From living on the streets of Baltimore in her youth to obtaining a Stanford PhD to becoming a self-made millionaire, Dr. Venus Opal Reese—aka “Dr. Venus”—is nationally renowned for sharing how she became empowered to “monetize her messy” life, that was a byproduct of the historically dysfunctional legacy that plagues what she calls the “financial DNA” of too many Black women—especially entrepreneurs and career professionals. As part of a national tour that promotes her new book, “The Black Woman Millionaire'”, she will speak on the power of Black women healing their “financial DNA,” and to show them how to become 7-figure earners (or as she says, “seven figure sisters”), and beyond.
Venus shares that a trip to Africa changed her life. She decided to her doctoral dissertation on how survival strategies that were born in slavery continued to affect Black women. And indeed, in her recently released, The Black Woman Millionaire: A Revolutionary Act That DEFIES Impossible, Dr. Venus breaks down the economic impact that slavery and survival strategies have on Black women’s money, businesses, and overall lives.

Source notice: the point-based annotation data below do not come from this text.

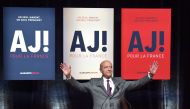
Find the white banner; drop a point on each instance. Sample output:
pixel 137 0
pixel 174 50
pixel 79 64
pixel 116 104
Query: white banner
pixel 87 40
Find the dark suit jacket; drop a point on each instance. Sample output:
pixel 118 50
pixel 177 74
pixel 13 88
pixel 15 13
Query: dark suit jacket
pixel 100 98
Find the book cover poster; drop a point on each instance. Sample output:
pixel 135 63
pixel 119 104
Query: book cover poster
pixel 29 43
pixel 146 37
pixel 87 40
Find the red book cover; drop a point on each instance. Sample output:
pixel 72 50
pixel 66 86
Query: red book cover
pixel 145 39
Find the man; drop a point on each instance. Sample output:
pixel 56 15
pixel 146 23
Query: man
pixel 107 91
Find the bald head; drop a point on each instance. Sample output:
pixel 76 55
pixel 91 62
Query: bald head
pixel 106 68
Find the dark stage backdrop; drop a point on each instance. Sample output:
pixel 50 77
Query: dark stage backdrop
pixel 172 94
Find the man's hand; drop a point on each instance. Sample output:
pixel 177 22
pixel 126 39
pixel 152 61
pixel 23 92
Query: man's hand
pixel 153 68
pixel 66 69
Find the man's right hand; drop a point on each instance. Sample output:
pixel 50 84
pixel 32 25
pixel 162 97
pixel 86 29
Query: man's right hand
pixel 66 69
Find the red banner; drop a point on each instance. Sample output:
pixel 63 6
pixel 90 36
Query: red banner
pixel 146 37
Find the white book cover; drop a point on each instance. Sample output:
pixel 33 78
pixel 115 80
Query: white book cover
pixel 87 40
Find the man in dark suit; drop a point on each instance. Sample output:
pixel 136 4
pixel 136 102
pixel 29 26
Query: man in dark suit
pixel 107 92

Ironically, thirty of the top publishing houses turned down her book proposal submitted by her literary agent. The reason: they didn’t believe there was a “market” of Black women who would buy a book about becoming a millionaire. Undaunted, Dr. Venus followed in the footsteps of quite a few major writers and decided to self-publish. Which was the right decision, because new readers and her robust and loyal fan base—that also includes non-Black women—shot the book to #1 on Amazon in 3 hours and 11 minutes.
Now in the midst of her national ten-city speaking and book signing tour, The Black Woman Millionaire: Heal Your Way to 7 Figures On Your OWN Terms!, at each stop Dr. Venus is having footage shot for the documentary. While in California, she will also shoot Stanford faculty, staff, classmates and friends, who knew her when she first began to formulate the survival strategies that she now teaches. In fact, former director of the Stanford Women’s Center, Dr. Fabienne Maples, said this about Dr. Venus, “[she] is a part of Stanford’s fabric; an extremely creative force. She was a ray of light on campus…” And to those thinking about attending Dr. Venus’ LA event, Dr. Maples stated, “If you are looking to be healed, made whole, and set free…I will see you on June 2.”